# I am just so tired of complaints about complaints about DBSforums!



## RJS1111111 (Mar 23, 2002)

:lol:  :lol:


----------



## Scott Greczkowski (Mar 21, 2002)

Same here, cant we make some kind of rule that complaints about DBSforums get deleted? 

I chatted with Dan and he is a good guy, while I don't always agree with how his forum is run I have to remember it IS his forum.

Sometimes I think moving the messages to another area still eggs people on.

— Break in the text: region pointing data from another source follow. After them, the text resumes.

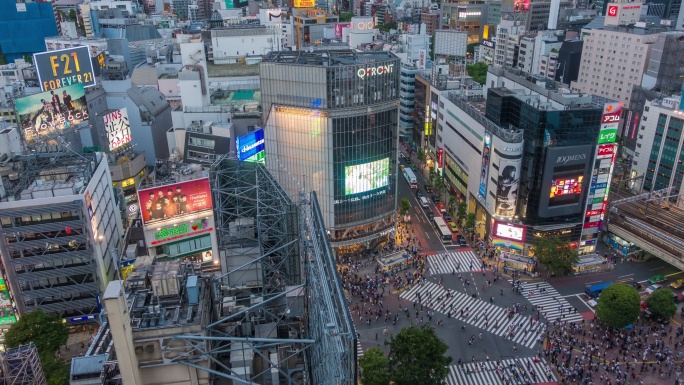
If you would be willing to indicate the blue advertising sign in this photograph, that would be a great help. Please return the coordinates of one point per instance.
(250, 144)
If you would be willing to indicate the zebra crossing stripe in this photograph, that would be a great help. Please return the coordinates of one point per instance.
(525, 332)
(553, 305)
(486, 373)
(450, 262)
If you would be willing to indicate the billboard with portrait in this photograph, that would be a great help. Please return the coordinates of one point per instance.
(117, 128)
(175, 201)
(65, 67)
(484, 169)
(509, 231)
(565, 180)
(507, 187)
(366, 177)
(250, 145)
(45, 115)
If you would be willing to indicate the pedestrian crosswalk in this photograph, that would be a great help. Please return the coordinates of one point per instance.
(458, 262)
(510, 371)
(519, 328)
(553, 305)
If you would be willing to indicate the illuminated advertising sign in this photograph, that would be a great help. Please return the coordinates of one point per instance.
(484, 169)
(7, 315)
(507, 187)
(250, 144)
(509, 231)
(62, 68)
(175, 201)
(44, 115)
(373, 71)
(118, 128)
(366, 177)
(181, 231)
(338, 28)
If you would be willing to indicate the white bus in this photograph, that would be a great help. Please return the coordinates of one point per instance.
(443, 230)
(410, 178)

We are DBStalk.COM not the DBSforums dumping grounds.


----------



## Brian Rector (Mar 25, 2002)

Maybe the posts about DBSForums be replaced with lots and lots of happy faces and chuckles ....lol. However, if that did happen, then people would start to post stuff like:

"OH NO!!!! Those faces are staring right at me. They are telling me to watch lots and lots of Carrot Top AT&T commercials"

or

"I love DBSTalk. Its got those cute faces. They make me feel so nice and warm and cuddly. I think I will cuddle my DirecTivo now. Ahhhh.....the feeling"


----------



## Geronimo (Mar 23, 2002)

I would rather not go down the road of automatically deleting posts that are not politically correct. That is the very reason some come here.

Let's just show both the attackers---and DBSForums----- that it is possible to behave in a civilized manner.


----------



## jrjcd (Apr 23, 2002)

wait a sec!!!???!!!!we have to behave in a CIVILIZED manner here????no one told me about that!!!!!!


----------